Acostumado à disciplina militar, espinha dorsal da vida na tropa, sugere a Jesus que é bastante uma palavra de comando, e tudo estaria resolvido. Na economia divina, assim acontece, pois, “assim será a palavra que sair da minha boca: ela não voltará para mim vazia, antes fará o que me apraz, e prosperará naquilo para que a enviei” (Is 55.11, ARA). E argumenta com sua atitude em relação aos subalternos dizendo: “Porque estou debaixo da autoridade de oficiais meus superiores e eu próprio tenho autoridade sobre os meus homens - basta-me dizer: 'Vão!' e eles vão; ou 'Venham!' e eles vêm; e ao meu servidor: 'Faz isto ou aquilo” (v.8). Ele sabia o que era comandar. E, nesse ponto, Jesus Se admira: “Jesus, maravilhado, voltou-se para a multidão e disse: Nunca entre todos os judeus de Israel encontrei um homem de fé como este” (v. 9). Aliás, duas vezes Jesus Se admirou. Em outro episódio de Seu ministério, Jesus Se admirou da incredulidade (Mc 6.6), mas aqui, diz a Bíblia, Jesus Se maravilhou diante da fé daquele oficial.

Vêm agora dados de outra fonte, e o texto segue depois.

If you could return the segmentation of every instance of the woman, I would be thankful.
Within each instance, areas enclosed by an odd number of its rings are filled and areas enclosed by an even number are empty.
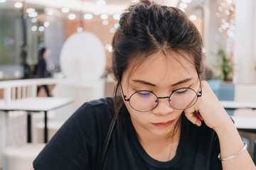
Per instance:
[[[119,24],[114,97],[82,106],[35,169],[255,169],[232,120],[201,80],[202,40],[186,14],[144,0]]]
[[[39,51],[38,55],[38,64],[36,66],[36,78],[47,78],[47,67],[46,67],[46,58],[48,55],[48,50],[46,47],[42,47]],[[41,87],[43,87],[46,90],[47,96],[50,97],[49,89],[47,85],[41,85],[38,86],[37,88],[37,94],[38,94],[40,89]]]

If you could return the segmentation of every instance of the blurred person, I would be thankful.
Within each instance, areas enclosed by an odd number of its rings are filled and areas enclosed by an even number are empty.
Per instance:
[[[48,76],[48,72],[47,71],[47,64],[46,61],[46,58],[49,55],[49,50],[48,50],[46,47],[43,47],[39,50],[39,55],[38,55],[38,63],[37,66],[36,67],[36,78],[47,78]],[[47,96],[50,97],[50,91],[48,86],[46,84],[38,86],[37,87],[37,94],[38,94],[40,89],[41,88],[43,88],[46,92]]]
[[[114,96],[85,103],[33,168],[255,169],[230,117],[201,80],[203,42],[186,15],[142,0],[124,11],[119,25],[112,40]]]

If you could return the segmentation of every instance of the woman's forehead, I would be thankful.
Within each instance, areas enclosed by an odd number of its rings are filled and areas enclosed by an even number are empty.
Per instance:
[[[130,64],[126,74],[130,74],[131,79],[169,79],[176,76],[191,76],[197,74],[193,62],[178,54],[164,55],[157,52],[151,55],[142,63],[136,62]],[[128,78],[128,77],[127,77]]]

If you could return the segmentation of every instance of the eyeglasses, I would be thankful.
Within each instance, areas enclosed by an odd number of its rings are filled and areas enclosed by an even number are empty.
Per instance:
[[[202,86],[200,82],[200,91],[198,94],[189,87],[183,87],[173,91],[169,96],[157,97],[151,91],[142,90],[132,94],[127,98],[124,94],[121,85],[122,93],[124,101],[129,101],[129,104],[135,110],[140,112],[150,111],[157,106],[159,99],[168,98],[170,106],[177,110],[184,110],[193,106],[198,97],[202,96]]]

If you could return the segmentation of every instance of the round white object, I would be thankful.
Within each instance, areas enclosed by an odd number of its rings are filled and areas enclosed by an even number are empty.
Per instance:
[[[60,64],[66,79],[99,80],[106,64],[104,46],[91,33],[76,33],[65,42],[60,52]]]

A fé é fundamental ao evangelho de Jesus Cristo. Sem ela, não se pode ter uma verdadeira perspectiva evangélica a ser aplicada ao nosso quotidiano, às nossas dúvidas, e aos sofrimentos até. Para o cristão, a fé não é aceitação intelectual de uma teoria. É obediência, é adesão, é atitude, é levar Deus a sério. É completa confiança em Jesus Cristo. Ele, sim, objeto da fé de quem se intitula cristão.

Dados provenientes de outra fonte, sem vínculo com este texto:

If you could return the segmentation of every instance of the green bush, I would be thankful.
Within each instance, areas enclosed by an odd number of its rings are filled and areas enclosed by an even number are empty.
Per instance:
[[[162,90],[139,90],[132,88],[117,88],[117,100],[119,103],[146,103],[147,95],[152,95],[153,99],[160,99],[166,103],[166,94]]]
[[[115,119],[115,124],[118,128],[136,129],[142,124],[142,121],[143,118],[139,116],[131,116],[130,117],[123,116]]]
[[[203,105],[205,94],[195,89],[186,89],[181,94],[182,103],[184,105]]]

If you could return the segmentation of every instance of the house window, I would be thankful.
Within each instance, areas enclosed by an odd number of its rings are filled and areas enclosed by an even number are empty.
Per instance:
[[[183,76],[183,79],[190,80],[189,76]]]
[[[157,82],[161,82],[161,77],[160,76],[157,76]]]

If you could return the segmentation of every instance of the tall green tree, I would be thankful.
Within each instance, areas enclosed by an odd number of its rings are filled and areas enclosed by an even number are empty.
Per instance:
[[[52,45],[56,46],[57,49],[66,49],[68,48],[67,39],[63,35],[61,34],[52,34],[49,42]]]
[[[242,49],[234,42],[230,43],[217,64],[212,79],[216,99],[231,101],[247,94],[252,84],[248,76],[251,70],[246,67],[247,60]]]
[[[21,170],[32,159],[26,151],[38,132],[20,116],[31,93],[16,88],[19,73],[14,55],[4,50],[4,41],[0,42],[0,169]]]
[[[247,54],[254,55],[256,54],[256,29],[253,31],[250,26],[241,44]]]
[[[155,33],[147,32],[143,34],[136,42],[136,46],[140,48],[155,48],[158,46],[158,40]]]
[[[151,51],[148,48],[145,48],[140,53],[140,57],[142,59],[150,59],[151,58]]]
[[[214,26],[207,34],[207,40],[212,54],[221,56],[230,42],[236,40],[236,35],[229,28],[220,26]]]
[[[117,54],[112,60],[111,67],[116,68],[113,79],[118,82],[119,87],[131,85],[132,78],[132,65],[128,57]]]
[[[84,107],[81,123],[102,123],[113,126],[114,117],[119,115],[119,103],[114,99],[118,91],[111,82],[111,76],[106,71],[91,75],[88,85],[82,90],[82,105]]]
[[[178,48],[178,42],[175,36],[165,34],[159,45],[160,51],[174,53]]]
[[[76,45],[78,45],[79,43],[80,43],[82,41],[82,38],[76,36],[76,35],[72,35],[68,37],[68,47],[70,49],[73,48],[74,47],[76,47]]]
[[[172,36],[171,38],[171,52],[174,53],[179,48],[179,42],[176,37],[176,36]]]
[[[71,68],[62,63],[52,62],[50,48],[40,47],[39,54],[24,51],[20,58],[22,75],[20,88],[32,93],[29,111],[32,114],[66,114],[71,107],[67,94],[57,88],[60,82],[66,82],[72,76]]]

A autêntica fé compromete aquele que se chama cristão; a verdadeira fé compromete-o totalmente, unindo-o de modo absoluto, resoluto e arrebatador ao coração de Deus. Não foi Jeremias, o profeta, que disse: “Seduziste-me, ó Senhor, e deixei-me seduzir”? (Jr 20.7a).

A fé tem seus efeitos. É uma nova visão do mundo. Quando você tem fé, vê o mundo diferentemente, com outros olhos. Talvez, mesmo, com outros óculos. Não mais as lentes escuras em que tudo aparece tenebroso. Agora, você tem uma nova ótica, uma nova perspectiva. Pela fé, você tem uma nova visão da História, e porque, como cristão, estamos pessoalmente engajados na História da Salvação da sociedade e do indivíduo humano, você tem, até, uma nova visão de si mesmo nesse extraordinário plano divino para os séculos.

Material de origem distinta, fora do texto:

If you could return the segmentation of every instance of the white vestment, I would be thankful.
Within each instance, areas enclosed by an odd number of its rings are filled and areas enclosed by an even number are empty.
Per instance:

Outra relevante determinante surge. Logo no comecinho da história, está dito que aquele oficial ouviu falar de Jesus.

A Pessoa de Cristo (Lc 7.3a)
O militar ouvira falar de Jesus Cristo. Era Jesus uma figura singular na História humana. Não é sem razão que a própria História está dividida em “antes de Cristo” e “depois de Cristo”. Só uma figura ímpar poderia marcar o tempo de tal maneira. Na palavra de Paulo há uma felicíssima expressão que diz, “Deus estava em Cristo reconciliando consigo o mundo” (2Co 5.19, ARA).

Observem: Deus estava em Jesus Cristo reconciliando nós mesmos com Seu coração. E continua o apóstolo, “não imputando aos homens as suas transgressões [os pecados]; e nos encarregou da palavra da reconciliação [com a eternidade]”.

Pois é; esse é o fato central da nossa fé em Cristo. Não precisamos tentar compreender os mistérios da encarnação (cf. Jo 1.14; 1Tm 3.16; Fp 2.5-7). Nunca vou entender, talvez na glória eterna, como foi possível Deus encarnar-se. Não é preciso tentar compreender isso para perceber que Jesus Cristo é singular. Mas foi o que aconteceu com aquele militar, capitão da força policial em Cafarnaum. Em Cristo, ele viu o perfeito caráter de Deus; em Cristo, ele viu Deus em operação; ele viu em Cristo o caminho, e viu a verdade, e viu em Jesus Cristo, a vida, a plena vida, a vida eterna.

William Gladstone, um pensador, afirmou que “Tudo quanto escrevo, e penso, e espero se baseia na divindade de Jesus Cristo, a única esperança, a central esperança de nossa pobre e desviada raça humana.” E, na pessoa daquele capitão, vemos o objetivo da fé, e a fé é em Cristo Jesus. Na pessoa de seu servo, o efeito da fé, a restauração. Por isso, diz o texto bíblico: “Quando os amigos do oficial regressaram, encontraram o criado completamente curado!” (v. 9b).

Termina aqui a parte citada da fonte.